When we first meet the Macaluso sisters, they are five girls, ranging in age from five to nineteen, who live together in Palermo. They keep hundreds of doves that they rent out to parties and special events to make enough money to support themselves. Although they don’t appear to have parents (they are never mentioned) and their lives are far from easy, they are happy enough. They argue – what sisters don’t? – but they love each other.
Then the youngest, Antonella (Viola Pusateri) dies in a tragic accident at the beach, and all their lives are changed forever. We follow the surviving sisters, first during middle age and then during their twilight years, as they try to process their complicated feelings around Antonella’s death. Coming to terms with the tragedy will take their whole lives.

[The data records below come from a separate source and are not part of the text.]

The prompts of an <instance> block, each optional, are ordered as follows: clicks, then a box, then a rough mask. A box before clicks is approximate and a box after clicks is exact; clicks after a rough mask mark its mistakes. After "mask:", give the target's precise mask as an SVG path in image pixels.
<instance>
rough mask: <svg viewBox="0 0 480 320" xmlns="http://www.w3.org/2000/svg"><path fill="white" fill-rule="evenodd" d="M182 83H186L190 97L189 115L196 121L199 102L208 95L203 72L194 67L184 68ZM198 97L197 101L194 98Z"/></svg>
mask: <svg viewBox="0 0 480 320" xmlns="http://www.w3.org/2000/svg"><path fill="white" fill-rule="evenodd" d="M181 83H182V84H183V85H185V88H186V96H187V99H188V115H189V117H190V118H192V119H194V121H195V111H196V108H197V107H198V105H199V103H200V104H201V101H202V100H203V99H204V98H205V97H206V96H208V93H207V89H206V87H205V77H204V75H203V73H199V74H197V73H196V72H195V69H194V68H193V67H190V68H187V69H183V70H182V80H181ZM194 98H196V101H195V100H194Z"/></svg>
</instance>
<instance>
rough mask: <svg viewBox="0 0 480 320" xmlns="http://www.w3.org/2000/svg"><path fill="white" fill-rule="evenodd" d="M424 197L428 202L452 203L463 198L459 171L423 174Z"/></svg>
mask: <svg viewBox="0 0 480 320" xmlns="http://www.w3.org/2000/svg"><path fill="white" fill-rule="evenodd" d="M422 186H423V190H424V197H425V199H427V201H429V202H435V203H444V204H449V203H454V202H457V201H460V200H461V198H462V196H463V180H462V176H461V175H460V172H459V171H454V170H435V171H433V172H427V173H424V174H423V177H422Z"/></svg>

The Macaluso Sisters is directed by Emma Dante. She adapted it from her prize-winning play, although in every regard except the obvious three act structure, Dante’s vivacious direction is successful at hiding the film’s stage origins. This is particularly true before the tragedy strikes, in a first act which vibrates with joyful, abundant life. The doves, which become the most evocative motif, echo the sisters in their riotous movement, the way they fall over one another, and never stay still for any great length of time.As we move on to act two, however, the action gets noticeably less raucous. Dante uses a different set of actresses for each time period, and it maybe takes a little too long for the film to help us match the middle-aged sisters with their younger counterparts, but once you’ve got a handle on who’s who, it isn’t a distracting device. Though it’s been decades, the pain of Antonella’s loss is still raw for the sisters; they’ve each been carrying it in their different ways, stewing in their grief and resentment. Their steps are heavier than when we first met them, and it’s not just because they’ve gotten older. Things get quieter and weightier still as we progress to the final act. Another sister dies. A third loses her grip on her sanity. The heady, carefree days of their youth start to seem like they happened not decades, but centuries ago.
Dante’s film is remarkably ambitious, using twelve actresses to show the whole span of the sisters’ lives in less than ninety minutes. Whilst it could have arguably done with a longer duration to help flesh the characters out further, between them, Dante and her troupe create a work of heart-rending profundity. There’s a refreshing lack of gloss to the acting here, a bruising emotional rawness as the devastated sisters wrestle each other on the floor, and stuff cake into their mouths with their bare hands. It’s also moving that when the sisters die, they remain in the picture, immortalised at the age that they shuffled off this mortal coil. The Macaluso Sisters is deeply attuned to the fact that our absent loved ones, and our grief at their departure, never truly leaves us. Not an uplifting film then, but a poignant and sensitive one.